On March 1, 1937, City Council created a municipal airport in Glenwood Springs. The 34 acres came in several parcels, mostly donated, and the work was done by eager workers with the WPA. The West was young, airplanes represented the future, and there were many, many places to go. An Ercoupe was coming to every garage.
Now that we’ve rocketed past the sky and left a used car on the moon, we’re a little more realistic. The Glenwood Springs Airport is used mostly by small business owners like myself. I’m a self-employed engineer, doing technical and safety stuff for tiny gas utilities all over the country. My clients are in remote places like Pinedale, Wyo.,and Wendover, Nev., and there are some places I just can’t get to, practically, any other way.
I co-own a single engine, 1968 Cessna Skylane. I’m not rich, it’s not fancy, but I don’t need much more. Like most pilots here, my plane is simply a tool like my computer and copier and my aged pickup.
We have over 50 aircraft based here, all singles and small twin-prop planes. Some of the pilots live in Carbondale and Basalt and Aspen (where the airport is decidedly not operated for small local planes). The Colorado Aeronautics Division has designated Glenwood Springs a critical “reliever” airport for Eagle and Aspen. We are also on the National Air Transportation Association list of America’s 100 Most Needed Airports, based on geography and demographics.
As a pilot, I’m concerned that our airport will close and an important component of my job will move to Rifle. We like our amenities here, not there. You might like the fact that Glenwood has schools and a hospital and parks and a Wal-Mart here, not in Rifle. For me, the airport is nearly as vital as those.
As an engineer and two-decade resident, I’m intrigued with the process of planning our town 50, 100, 200 years from now. I’ve traveled to very old places that never dreamed of trucks or 757’s, so new transportation projects are very painful when open land is gone. Will we need aircraft two centuries from now? How and where will they operate?

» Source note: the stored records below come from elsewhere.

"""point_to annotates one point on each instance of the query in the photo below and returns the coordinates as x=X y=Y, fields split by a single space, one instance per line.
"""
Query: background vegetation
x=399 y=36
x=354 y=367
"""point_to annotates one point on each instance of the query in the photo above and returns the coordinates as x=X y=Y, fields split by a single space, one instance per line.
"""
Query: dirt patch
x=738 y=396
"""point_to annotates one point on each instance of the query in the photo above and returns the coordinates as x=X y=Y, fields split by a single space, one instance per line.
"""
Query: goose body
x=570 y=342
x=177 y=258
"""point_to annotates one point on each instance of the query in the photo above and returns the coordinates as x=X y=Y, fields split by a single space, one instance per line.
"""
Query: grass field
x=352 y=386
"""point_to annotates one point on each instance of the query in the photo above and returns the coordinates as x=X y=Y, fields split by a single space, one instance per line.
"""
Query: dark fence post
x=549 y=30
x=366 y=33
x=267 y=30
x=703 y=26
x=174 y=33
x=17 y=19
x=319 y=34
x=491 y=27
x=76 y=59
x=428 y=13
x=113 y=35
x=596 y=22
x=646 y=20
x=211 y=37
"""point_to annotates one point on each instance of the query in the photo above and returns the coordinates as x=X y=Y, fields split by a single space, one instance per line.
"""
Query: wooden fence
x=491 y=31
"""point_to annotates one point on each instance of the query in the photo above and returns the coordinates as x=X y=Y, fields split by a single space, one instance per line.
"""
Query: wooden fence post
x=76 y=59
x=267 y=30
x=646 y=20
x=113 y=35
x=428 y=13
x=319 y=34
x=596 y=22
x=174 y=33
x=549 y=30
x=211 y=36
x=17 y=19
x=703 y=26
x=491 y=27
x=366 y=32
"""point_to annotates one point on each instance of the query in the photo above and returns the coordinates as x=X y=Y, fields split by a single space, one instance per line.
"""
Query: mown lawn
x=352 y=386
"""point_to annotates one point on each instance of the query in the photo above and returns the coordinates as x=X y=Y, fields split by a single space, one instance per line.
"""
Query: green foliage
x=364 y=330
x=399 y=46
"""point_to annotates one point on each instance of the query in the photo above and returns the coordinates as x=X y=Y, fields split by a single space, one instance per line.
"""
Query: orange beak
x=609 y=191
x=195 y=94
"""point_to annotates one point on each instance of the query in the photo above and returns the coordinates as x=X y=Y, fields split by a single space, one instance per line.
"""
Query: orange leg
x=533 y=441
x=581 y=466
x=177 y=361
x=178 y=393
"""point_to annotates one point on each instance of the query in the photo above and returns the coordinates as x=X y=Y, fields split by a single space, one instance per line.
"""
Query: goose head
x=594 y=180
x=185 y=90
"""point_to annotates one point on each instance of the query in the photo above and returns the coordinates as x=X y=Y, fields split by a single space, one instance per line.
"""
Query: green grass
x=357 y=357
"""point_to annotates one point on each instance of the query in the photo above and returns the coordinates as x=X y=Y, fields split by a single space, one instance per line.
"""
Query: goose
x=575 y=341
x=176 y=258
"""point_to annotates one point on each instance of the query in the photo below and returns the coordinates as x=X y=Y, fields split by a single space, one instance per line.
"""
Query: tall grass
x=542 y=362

This airport is self-sustaining financially, and doesn’t cost the city anything. It is used by many of the businesses in the community. We have no other Flight-for-Life portal, and the firefighters and re-seeders used the airport extensively last summer. The runway is adequate and safe for the types of small aircraft using it.
We may eventually find a “killer application” for the airport land, one which is essential to the community and can’t be done on any other parcel. But until then, why destroy forever one of the amenities that makes this a well-rounded community?